The politics of privatisation: insights from the Central Asian university

The origins of this chapter lie in an informal discussion about the ‘crisis of the university’ organized for social scientists and humanities scholars who were participating in an Open Society Institute seminar from universities across post-Soviet Central Asia, the Caucuses and Afghanistan. The purpose of the seminar was to discuss what I had presumed would be shared experiences of ‘becoming academic’ in universities being transformed through the various policies of privatization and marketization that have come to dominate higher education reform both throughout the region and internationally. The discussion, however, evoked a more provocative decentring of some of the principal criticisms of privatized education now circulating within Anglo-European intellectual space, and a challenge to the transnational alter-education movement to clarify its critiques of privatisation and give texture to the alternative visions being produced.
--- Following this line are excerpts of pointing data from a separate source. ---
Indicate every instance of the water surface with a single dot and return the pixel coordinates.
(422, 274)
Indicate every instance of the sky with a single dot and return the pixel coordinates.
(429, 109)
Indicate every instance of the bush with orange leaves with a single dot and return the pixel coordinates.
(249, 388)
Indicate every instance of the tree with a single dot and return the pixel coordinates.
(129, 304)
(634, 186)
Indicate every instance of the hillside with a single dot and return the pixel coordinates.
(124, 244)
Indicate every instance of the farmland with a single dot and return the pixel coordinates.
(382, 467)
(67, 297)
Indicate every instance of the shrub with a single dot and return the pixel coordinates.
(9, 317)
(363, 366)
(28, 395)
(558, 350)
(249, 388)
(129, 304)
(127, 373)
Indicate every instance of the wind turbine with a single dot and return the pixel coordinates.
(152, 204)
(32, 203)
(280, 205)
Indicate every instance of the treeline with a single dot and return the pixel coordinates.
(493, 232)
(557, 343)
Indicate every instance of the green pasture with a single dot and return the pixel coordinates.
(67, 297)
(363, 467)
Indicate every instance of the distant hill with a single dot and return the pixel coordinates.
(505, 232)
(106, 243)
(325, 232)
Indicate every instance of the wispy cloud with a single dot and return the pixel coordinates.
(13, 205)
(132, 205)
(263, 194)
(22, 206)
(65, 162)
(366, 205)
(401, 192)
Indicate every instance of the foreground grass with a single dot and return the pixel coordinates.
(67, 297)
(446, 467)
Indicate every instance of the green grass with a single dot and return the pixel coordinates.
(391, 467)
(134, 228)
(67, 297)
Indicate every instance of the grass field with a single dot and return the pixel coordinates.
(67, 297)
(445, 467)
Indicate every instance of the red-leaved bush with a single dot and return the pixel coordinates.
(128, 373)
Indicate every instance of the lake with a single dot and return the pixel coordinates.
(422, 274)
For, in circumstances where privately-owned and operated universities may appear to be the only institutional formations in which learning and knowledge production are not transmogrified through state control, wage poverty and petty corruption, arguments against privatization are harder to sustain at a superficial level. In Central Asian societies, liberal forms of privatized education are therefore often represented and experienced as viable means to eke out narrow forms of intellectual and professional autonomy, even while being recognized as repressive forces of de-professionalization, anti-intellectualism and inequality. This chapter begins from this tension to explore how specifically post-Soviet modalities of neoliberal restructuring amplify a dilemma faced by advocates of critical, public education in post-welfare societies around the world; namely, how to extricate education from dependencies on both managerialist states and the irrational vicissitudes of capitalist markets. It suggests that interrogating what privatization means in practice to educators across variegated spaces of neoliberalism, in particular its operations in relation to local traditions, systems and imaginaries, is vital for deepening our understanding of the situated nature and possibilities of alternatives and strengthening transnational movements for critical education.